In almost every corner of our society, women are gaining power and prominence. In 2016, we saw the first female U.S. presidential candidate on a major party ticket. Pundits predict that 2020 will be "the Year of the Woman." Today women are earning more, are achieving greater positions of power, and are becoming the breadwinners in their households. In some areas, like completion of higher education degrees, American women are outperforming their male counterparts. However, in the U.S. and around the world, inequality persists.

The gender pay gap has narrowed but far from disappeared; access to reproductive health care is at risk or is nonexistent; experiences of sexual harassment are shockingly widespread; and many girls in the developing world lack access to secondary education. Despite the progress women have made, the reality is that women are still not treated equally.

This gender disparity carries through to philanthropy, one of the very mechanisms of society designed to address such realities.

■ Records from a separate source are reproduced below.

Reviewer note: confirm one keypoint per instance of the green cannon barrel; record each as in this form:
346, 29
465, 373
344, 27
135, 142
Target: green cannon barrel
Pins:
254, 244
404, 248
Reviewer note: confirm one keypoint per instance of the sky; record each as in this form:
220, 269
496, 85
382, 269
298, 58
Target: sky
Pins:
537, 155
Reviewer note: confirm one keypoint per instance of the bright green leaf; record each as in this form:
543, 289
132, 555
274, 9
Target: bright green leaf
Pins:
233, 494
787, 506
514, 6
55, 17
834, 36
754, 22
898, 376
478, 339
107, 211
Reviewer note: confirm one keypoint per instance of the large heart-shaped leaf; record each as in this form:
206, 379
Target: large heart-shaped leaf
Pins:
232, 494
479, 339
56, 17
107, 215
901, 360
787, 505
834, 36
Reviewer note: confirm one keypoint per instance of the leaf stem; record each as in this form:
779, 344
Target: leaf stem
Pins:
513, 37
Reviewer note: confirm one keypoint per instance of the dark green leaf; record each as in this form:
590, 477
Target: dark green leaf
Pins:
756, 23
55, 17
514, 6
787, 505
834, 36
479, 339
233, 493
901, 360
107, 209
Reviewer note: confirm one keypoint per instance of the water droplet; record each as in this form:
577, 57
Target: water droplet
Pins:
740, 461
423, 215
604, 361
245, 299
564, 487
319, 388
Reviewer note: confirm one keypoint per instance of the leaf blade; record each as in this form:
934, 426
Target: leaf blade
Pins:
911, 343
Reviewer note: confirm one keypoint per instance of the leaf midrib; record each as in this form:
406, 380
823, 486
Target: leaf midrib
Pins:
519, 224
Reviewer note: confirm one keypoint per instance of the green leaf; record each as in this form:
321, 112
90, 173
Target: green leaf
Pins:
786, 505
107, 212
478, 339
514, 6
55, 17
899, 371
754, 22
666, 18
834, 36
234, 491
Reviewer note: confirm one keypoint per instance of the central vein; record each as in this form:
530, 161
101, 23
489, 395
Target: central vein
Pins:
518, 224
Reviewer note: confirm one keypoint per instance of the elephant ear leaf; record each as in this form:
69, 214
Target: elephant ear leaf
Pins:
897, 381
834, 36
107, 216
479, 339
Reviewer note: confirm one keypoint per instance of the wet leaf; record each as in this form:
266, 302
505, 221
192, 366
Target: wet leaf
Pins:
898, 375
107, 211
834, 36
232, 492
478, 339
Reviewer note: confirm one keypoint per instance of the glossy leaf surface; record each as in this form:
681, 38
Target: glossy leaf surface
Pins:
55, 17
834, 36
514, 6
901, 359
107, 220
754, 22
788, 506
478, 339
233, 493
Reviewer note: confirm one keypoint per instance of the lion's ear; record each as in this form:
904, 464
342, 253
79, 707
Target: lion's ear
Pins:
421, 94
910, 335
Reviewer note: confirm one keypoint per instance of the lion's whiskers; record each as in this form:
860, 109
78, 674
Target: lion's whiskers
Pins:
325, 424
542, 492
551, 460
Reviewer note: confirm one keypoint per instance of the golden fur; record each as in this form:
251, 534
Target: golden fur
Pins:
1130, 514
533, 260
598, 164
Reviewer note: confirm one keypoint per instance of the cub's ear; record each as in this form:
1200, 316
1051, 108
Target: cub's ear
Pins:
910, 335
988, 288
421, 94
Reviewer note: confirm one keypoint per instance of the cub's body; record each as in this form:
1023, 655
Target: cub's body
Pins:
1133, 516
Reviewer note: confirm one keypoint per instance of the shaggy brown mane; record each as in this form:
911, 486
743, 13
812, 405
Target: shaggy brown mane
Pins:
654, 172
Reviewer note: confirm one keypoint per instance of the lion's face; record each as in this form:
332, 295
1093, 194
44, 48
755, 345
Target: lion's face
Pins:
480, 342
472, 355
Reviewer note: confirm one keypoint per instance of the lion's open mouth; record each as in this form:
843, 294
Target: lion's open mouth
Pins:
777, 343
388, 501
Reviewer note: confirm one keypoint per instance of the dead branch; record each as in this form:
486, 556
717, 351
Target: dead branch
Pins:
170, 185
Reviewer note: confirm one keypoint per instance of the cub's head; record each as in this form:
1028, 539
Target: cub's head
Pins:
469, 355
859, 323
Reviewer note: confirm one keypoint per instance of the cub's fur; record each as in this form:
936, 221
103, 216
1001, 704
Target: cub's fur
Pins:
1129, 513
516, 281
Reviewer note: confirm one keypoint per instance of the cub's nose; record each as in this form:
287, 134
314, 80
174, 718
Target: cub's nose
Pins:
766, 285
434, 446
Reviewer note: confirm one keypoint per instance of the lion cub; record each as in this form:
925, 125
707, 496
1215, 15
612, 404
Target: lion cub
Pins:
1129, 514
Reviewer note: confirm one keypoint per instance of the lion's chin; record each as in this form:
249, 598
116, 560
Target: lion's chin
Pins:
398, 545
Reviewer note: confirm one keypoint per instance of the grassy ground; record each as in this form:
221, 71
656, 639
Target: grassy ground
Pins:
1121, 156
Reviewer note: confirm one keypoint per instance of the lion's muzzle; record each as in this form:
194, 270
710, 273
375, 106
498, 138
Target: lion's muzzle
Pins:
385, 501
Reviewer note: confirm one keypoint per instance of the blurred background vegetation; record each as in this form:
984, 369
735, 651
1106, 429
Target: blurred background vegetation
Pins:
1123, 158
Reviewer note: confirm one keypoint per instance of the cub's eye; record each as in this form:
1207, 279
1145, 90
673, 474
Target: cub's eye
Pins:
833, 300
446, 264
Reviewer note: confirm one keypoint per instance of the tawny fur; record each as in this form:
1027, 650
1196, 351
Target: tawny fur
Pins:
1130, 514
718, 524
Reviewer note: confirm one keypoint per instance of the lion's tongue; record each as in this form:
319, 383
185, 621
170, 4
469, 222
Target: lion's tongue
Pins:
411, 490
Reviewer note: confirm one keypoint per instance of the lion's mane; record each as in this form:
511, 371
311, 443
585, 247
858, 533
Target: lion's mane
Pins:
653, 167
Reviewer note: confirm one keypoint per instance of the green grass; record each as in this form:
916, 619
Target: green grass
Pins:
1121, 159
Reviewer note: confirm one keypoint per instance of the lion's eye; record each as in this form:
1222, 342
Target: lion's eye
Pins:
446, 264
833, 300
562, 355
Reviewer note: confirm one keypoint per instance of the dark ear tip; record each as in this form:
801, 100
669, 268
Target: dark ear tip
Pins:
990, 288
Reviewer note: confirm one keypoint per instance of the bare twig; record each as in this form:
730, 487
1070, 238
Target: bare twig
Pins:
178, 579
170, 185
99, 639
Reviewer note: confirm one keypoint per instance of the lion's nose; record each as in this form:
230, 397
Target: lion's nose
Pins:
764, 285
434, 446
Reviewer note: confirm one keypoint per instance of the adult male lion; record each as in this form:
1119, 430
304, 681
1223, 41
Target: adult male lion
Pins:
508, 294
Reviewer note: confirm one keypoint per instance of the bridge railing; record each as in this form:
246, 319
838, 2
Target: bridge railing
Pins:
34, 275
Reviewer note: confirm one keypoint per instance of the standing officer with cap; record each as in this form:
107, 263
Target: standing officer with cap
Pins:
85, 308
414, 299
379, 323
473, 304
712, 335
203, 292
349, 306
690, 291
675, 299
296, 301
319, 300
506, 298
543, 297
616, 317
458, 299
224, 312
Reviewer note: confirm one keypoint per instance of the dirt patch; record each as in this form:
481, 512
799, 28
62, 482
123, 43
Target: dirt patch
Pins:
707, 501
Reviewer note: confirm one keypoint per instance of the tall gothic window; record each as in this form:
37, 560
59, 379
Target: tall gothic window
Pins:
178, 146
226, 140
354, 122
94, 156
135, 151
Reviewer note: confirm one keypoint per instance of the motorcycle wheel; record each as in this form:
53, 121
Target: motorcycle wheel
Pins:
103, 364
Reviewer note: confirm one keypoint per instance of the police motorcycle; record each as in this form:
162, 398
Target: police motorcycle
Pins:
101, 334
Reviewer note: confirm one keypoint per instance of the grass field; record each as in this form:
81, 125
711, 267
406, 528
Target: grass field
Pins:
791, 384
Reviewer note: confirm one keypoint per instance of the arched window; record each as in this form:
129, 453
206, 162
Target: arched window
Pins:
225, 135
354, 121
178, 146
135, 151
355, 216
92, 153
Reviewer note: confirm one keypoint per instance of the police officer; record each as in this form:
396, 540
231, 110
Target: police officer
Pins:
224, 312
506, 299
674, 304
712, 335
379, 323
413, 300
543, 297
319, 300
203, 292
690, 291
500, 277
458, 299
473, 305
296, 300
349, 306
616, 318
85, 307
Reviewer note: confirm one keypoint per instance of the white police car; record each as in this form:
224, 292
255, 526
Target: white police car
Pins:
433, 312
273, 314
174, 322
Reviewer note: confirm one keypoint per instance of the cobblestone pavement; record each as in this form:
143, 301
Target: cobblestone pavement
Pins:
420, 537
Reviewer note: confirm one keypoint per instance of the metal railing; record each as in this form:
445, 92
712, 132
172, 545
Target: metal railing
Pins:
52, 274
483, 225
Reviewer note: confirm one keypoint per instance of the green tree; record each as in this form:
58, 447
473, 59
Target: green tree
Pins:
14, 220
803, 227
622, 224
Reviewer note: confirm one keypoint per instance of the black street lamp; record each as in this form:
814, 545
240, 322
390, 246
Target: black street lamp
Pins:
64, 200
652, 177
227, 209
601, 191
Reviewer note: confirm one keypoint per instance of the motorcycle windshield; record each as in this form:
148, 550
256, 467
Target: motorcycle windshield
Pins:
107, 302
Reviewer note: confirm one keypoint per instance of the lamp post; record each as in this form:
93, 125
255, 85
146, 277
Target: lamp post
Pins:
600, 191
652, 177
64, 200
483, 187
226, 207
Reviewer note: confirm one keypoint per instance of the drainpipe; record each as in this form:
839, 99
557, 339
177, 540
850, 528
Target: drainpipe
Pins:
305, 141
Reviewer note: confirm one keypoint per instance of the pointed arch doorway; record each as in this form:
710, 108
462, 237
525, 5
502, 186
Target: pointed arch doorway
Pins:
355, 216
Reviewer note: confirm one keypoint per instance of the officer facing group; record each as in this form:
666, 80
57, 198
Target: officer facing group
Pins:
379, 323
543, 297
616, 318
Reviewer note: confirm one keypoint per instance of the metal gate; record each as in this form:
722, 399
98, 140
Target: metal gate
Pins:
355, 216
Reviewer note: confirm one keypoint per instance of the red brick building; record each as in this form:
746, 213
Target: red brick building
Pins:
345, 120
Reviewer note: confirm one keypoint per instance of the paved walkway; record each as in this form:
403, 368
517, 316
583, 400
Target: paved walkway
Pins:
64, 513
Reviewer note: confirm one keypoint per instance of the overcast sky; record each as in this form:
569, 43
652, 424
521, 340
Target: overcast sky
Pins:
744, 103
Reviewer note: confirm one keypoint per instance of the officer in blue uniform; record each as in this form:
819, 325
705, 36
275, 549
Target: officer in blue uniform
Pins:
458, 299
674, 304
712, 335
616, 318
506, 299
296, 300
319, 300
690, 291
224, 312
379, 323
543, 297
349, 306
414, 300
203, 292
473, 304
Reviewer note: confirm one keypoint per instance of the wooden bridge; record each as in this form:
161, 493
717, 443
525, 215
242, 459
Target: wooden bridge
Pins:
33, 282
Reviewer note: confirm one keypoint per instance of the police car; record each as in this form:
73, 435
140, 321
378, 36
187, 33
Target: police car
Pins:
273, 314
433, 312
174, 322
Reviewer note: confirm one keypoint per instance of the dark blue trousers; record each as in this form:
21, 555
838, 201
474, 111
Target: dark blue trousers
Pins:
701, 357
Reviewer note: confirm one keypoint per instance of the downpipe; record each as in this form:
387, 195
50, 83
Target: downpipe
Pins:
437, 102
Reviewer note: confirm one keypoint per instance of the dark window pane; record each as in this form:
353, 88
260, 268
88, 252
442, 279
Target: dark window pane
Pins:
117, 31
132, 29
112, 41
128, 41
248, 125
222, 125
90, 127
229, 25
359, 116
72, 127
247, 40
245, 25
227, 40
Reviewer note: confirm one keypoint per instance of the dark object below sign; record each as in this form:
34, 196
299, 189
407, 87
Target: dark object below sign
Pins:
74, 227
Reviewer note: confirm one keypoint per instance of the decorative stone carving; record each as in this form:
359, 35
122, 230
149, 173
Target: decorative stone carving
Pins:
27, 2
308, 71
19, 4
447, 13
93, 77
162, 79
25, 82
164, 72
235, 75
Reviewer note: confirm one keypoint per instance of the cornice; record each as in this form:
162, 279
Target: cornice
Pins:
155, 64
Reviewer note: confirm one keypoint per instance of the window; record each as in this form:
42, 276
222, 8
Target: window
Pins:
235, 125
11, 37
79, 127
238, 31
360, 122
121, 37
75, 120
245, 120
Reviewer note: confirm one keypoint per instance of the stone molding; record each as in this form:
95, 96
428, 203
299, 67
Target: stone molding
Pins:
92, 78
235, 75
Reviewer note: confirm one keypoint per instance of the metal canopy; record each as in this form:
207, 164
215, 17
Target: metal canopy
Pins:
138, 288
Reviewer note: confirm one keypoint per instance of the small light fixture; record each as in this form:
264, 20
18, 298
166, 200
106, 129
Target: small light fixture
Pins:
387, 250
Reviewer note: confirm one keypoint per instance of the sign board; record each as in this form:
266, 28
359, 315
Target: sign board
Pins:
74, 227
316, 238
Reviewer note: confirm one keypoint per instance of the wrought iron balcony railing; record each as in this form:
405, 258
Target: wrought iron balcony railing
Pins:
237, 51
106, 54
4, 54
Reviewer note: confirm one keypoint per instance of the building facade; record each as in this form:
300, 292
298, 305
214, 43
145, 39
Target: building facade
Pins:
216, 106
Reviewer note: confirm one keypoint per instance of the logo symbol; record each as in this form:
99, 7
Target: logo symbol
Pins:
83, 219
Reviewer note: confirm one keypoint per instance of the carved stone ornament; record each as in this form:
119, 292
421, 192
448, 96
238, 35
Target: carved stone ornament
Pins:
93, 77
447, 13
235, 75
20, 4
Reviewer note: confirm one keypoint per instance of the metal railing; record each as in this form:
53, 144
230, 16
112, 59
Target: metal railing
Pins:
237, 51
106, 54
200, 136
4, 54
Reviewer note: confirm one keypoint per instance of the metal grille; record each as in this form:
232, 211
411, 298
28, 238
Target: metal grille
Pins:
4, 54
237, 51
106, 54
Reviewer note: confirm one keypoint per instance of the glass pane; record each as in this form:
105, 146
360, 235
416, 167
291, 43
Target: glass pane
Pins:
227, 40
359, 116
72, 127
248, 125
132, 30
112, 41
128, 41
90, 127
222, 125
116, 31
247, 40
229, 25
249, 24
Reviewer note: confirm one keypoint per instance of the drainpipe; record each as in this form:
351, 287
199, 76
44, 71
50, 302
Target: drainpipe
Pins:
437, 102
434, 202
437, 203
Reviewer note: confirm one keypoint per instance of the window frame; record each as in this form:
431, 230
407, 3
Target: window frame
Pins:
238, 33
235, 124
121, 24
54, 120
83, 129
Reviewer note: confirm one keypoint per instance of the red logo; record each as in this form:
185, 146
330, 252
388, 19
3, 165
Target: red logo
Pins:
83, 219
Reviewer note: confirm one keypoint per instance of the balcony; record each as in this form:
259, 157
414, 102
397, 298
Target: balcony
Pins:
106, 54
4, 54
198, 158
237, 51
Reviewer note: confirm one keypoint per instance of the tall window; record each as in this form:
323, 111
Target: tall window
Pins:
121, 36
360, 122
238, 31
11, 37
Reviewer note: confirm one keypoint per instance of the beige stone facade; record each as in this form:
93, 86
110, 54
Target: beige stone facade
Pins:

Through studies of foundation giving in both the U.S. and Europe, researchers estimate that only around 7 percent of all foundation grants specifically benefit women and girls (Foundation Center & Women’s Funding Network.

In an effort to understand who leads philanthropy that benefits women and girls and how these donors are unique, we embarked on a landmark study of high-net-worth women donors. We wanted to deeply understand giving by and for women, and what, in particular, sets these donors apart. We wanted to understand what these donors hope to achieve, and how others—both men and women—might be inspired to make gender equality a focus of their philanthropy.